Synder RevRec allows you to handle invoices with extended payment terms (Net 30, Net 60, etc.) so you can start recognizing revenue even if the payment comes later. Synder can sync and match invoices from Stripe, accurately identifying and recognizing them, which saves a lot of manual work.

4) Deferred revenue 

Synder RevRec helps the businesses to recognise revenue according to GAAP when it’s earned. With multiple revenue recognition methods available, you can, for example, recognize equal portions of annual subscription revenue each month. A deferred revenue account on the balance sheet holds the invoices which are recognized as earned revenue in their profit and loss over time. 

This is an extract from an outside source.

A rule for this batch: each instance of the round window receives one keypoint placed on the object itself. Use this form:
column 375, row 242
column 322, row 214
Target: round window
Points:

Here’s a video explaining Synder RevRec’s functionality:

If you’re currently having troubles with your revenue recognition or starting your SaaS business and want to set things right from the start, go for a 15-day free trial to see how Synder can transform your accounting and schedule a discovery call to learn more about Synder RevRec to make an informed decision.

The future of GAAP 

As all the standards change over time  and the world becomes more and more globalized,we can spot some signs of the future unified accounting standards. There are a lot of talks on the topic of convergence between IFRS (International Financial Reporting Standards)and GAAP, including the potential future shift towards IFRS adoption in the USA, focusing on sustainable reporting and tech-driven solutions.

Although a unified set of accounting principles would eliminate many hurdles in the way of international businesses, it might also be a significant stretch for the accounting industry and professionals, who will have to adopt new rules and guidelines. Such changes don’t happen overnight and the future of GAAP and IFRS convergence remains to be seen.

Bottom line

While GAAP compliance is only required from publicly traded U.S. companies, complying with GAAP standards for any business is a good way to make their accounting transparent and reliable, which earns trust of potential investors. It’s clear that GAAP compliance demands some investment in accounting software and professionals, but such investments are sure to pay off in the near future 

It’s especially true for SaaS companies that handle subscription-based services and have revenue recognition-related issues. They should rely on revenue recognition software to get a streamlined and GAAP compliant revenue recognition process.